Done on localhost, this retry-SYN process can easily take a few seconds and when done over a network, it can take even more seconds.

Since this behavior makes the leading IPv6 attempt not possible to fail within 200 milliseconds even when nothing is listening on that port, connecting to any service that is IPv4-only but has an IPv6 address by default delays curl’s connect success by two hundred milliseconds. On Windows.

Of course this does not only hurt curl. This is likely to delay connect attempts for countless applications and services for Windows users.

Non-responding is different

I want to emphasize that there is a big difference when trying to connect to a host where the SYN packet is simply not answered. When the server is not responding. Because then it could be a case of the packet gotten lost on the way so then the TCP stack has to resend the SYN again a couple of times (after a delay) to see if it maybe works this time.

IPv4 and IPv6 alike

I want to stress that this is not an issue tied to IPv6 or IPv4. The TCP stack seems to treat connect attempts done over either exactly the same.

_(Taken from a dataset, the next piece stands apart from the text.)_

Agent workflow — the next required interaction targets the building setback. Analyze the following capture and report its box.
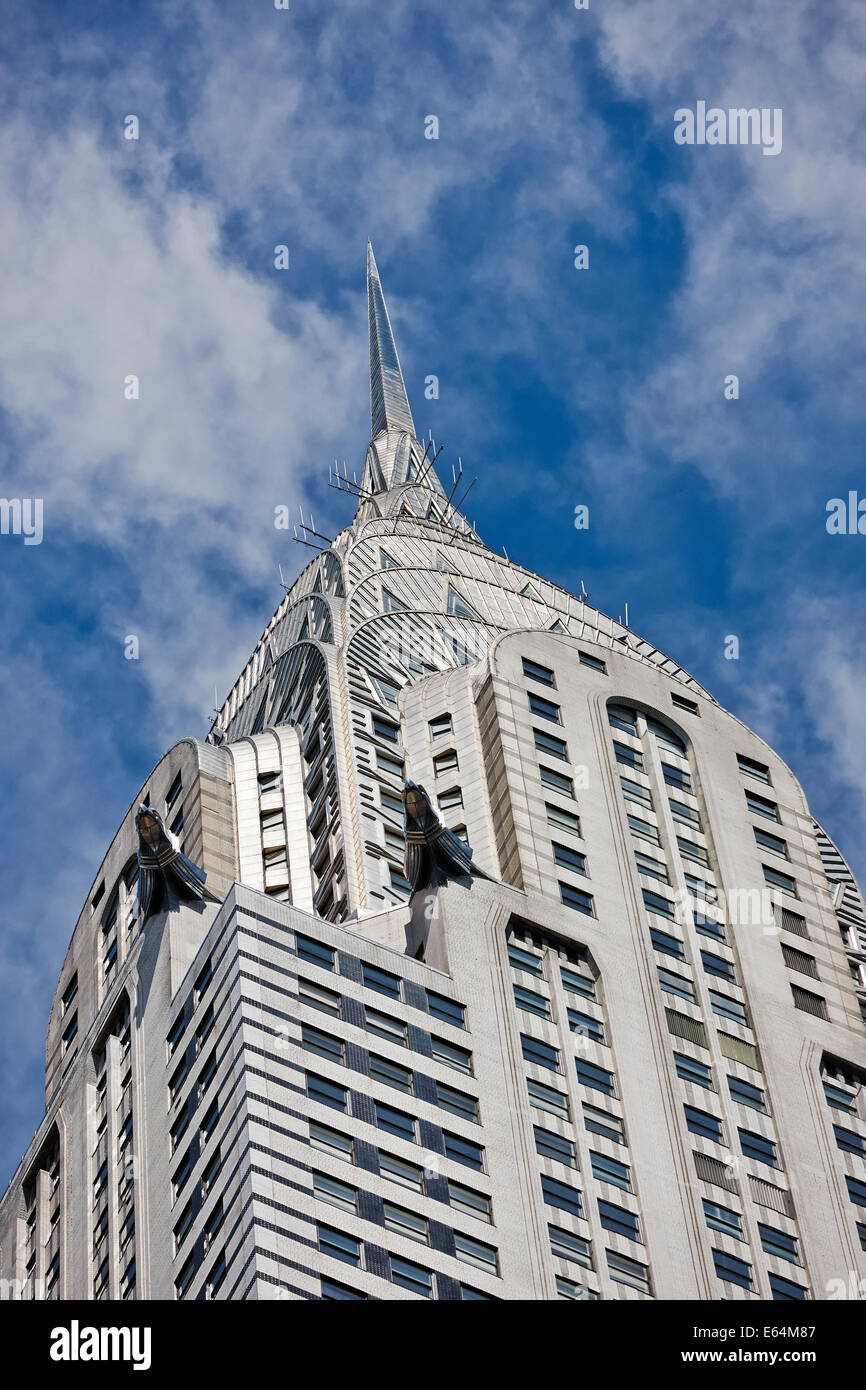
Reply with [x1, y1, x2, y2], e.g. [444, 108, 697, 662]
[0, 247, 866, 1301]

The reason I even mention the IP versions is because how this behavior works counter to Happy Eyeballs in the case where nothing listens to the IPv6 port.

Is resending SYN after RST “right” ?

According to this exhaustive resource I found on explaining this Windows TCP behavior, this is not in violation of RFC 793. One of the early TCP specifications from 1981.

It is surprising to users because no one else does it like this. I have not found any other systems or TCP stacks that behave this way.

Fixing?

There is no way for curl to figure out that this happens under the hood so we cannot just adjust the code to error out early on Windows as it does everywhere else.

Workarounds

There is a registry key in Windows called TcpMaxConnectRetransmissions that apparently can be tweaked to change this behavior. Of course it changes this for all applications so it is probably not wise to do this without a lot of extra verification that nothing breaks.

The two hundred millisecond Happy Eyeballs delay that curl exhibits can be mitigated by forcibly setting –happy-eyballs-timeout-ms to zero.

If you know the service is not using IPv6, you can tell curl to connect using IPv4 only, which then avoids trying and wasting time on the IPv6 sinkhole: –ipv4.

Without changing the registry and trying to connect to any random server out there where nothing is listening to the requested port, there is no decent workaround. You just have to accept that where other systems can return failure within a few milliseconds, Windows can waste multiple seconds.

Windows version

This behavior has been verified quite recently on modern Windows versions.